Case Reviews » November 9, 2018

inheritance tax payable on ukip donations

This is an industry-specific update on particular tax reviews or cases which may affect your clients. We hope the below is informative, clear and actionable.

IHT Payable on UKIP Donations

Transfers of value (gifts or donations) made to organisations and companies are chargeable to lifetime IHT unless the organisation is exempt.  Exempt organisations include charities and political parties.


Arron Banks was one of the largest donors to UKIP. In 2014/15 Banks, and companies he controlled, made donations totalling £976,781 to that organisation. HMRC raised an assessment on these donations for IHT of £162,945. This was on the basis that UKIP was not a political party as defined under IHTA 1984 s24 at the time the donations were made.

 The provisions only cover donations to a political party that, at the last election preceding the transfer of value had 

  • At least 2 MPs or
  • One seat and
  • 150,000 votes

UKIP was a registered political party under the Registration of Political Parties  Act 1998 and at the time of the donation was widely represented on local councils. But it did not meet the criteria set out above and as such no IHT relief was due. 

 The taxpayer appealed the IHT due saying that it was a breach of his European Human Rights and a breach of EU law – as it amounted to discrimination due to his political opinion. 

Who is affected 

This will affect anyone making donations to newly formed political parties and is a reminder to check the status of all exempt entities prior to transfers of values. 


Ahead of transfers to organisations ensure advice is sought on the availability of IHT relief if the organisation is newly set up. This includes charities who may not yet have registered as charities.

More Info
You can find the full case here

The taxation of trusts: a review

HMRC have launched a consultation setting out the principles the government believes should underpin the taxation of trusts 


HMRC are responding to the Autumn 17 budget to understand how to make the taxation of trusts simpler, fairer and more transparent.  At this stage the government is no making specific proposals for reform. They want to ensure that trust taxation does not produce unfair outcomes and that trust structures do no facilitate tax avoidance or evasion.

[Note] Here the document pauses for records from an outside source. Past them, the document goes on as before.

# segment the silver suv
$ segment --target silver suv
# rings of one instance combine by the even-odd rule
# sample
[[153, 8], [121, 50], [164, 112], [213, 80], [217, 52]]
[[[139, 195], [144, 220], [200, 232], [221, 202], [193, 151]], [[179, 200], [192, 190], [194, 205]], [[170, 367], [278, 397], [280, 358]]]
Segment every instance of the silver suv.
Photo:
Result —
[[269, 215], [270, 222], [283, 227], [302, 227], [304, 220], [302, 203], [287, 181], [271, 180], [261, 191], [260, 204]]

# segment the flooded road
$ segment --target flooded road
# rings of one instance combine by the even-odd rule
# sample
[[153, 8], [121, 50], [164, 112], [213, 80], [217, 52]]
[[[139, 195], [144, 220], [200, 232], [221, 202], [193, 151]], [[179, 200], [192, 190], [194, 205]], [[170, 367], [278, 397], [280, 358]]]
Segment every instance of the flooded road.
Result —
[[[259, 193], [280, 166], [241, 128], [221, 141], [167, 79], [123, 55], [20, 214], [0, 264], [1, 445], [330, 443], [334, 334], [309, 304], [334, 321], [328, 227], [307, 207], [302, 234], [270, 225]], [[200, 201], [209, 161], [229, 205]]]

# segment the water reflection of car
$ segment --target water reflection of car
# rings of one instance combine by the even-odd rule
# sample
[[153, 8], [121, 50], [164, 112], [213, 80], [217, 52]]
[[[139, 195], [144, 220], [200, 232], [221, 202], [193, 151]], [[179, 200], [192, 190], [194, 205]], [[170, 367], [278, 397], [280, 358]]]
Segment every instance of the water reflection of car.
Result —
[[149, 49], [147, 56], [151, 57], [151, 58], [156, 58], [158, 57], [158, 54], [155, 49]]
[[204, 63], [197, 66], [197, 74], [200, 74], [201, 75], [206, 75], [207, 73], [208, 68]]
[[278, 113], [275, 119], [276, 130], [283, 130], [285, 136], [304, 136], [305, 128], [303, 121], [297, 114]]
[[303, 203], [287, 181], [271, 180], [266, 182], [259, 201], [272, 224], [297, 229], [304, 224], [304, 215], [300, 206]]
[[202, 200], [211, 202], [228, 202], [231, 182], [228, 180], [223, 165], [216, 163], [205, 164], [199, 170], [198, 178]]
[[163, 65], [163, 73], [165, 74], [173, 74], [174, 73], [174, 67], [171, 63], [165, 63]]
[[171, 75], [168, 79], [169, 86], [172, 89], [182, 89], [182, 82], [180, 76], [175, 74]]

Reading through the consultation it seems the focus is Non UK trusts being used Vs UK trusts. 

Who is affected

Most likely this will impact non Residents and non doms looking to hold UK assets via an offshore trust 


Be mindful of setting up any offshore trusts without caveating this review 


Clearly explain what the tax implications could be in the future. Ensure all reasons for setting up offshores trust are documented (eg to retain control of money/property etc).

 More Info  

You can find the government consultation here.

BPR Relief allowed on Livery Business

The Upper Tier Tax Tribunal have denied HMRCs appeal that BPR should be disallowed on a livery business 


Business Property Relief is one of the most valuable IHT reliefs. It applies to a business which is not an investment business. Any business consisting mainly of letting of land is considered an investment business.

This case involved Mrs Vigne who died in 2013. She owned 30 acres of land and ran a small livery business on the land. Horses could graze on the land for spring, summer & autumn (it was closed in winter as there were no stables on the land). Her executors claimed BPR on the land. HMRC denied the claim and said the business consisted of the letting of land. The executors appealed to the First Tier Tribunal (FTT). The FTT found in favour of the taxpayer and allowed BPR.

Looking at the business in the round, they concluded that the enhanced services, which were valuable to the horse owners, meant that the business was offering “significantly more than the mere right to occupy a particular parcel of land”.

  • Mrs Vigne was clearly running a business
  • She provided services such as daily horse health checks
  • She was not operating on making or holding of investments

HMRC appealed to the Upper Tier Tribunal (UTT).  They reviewed the case but did not allow the appeal. They said ‘there is no clear line between businesses which qualify for the relief and those that do not’.

Who is affected 

This is a win for the taxpayers and combined with the recent Graham Case (more next month) indicates that where there is a true service being provided that BPR will be allowed.


It is unknown whether HMRC will take this to Court of Appeal. If they do then this case could be overturned. Additionally this claim was originally made in 2013 and it is now 5 years later and it could still potentially be going through the courts.


If your clients own a land or property letting business and think BPR may be applicable for them ensure a tax adviser completes a review of the business. They should keep all diaries and evidence of all the services they are providing.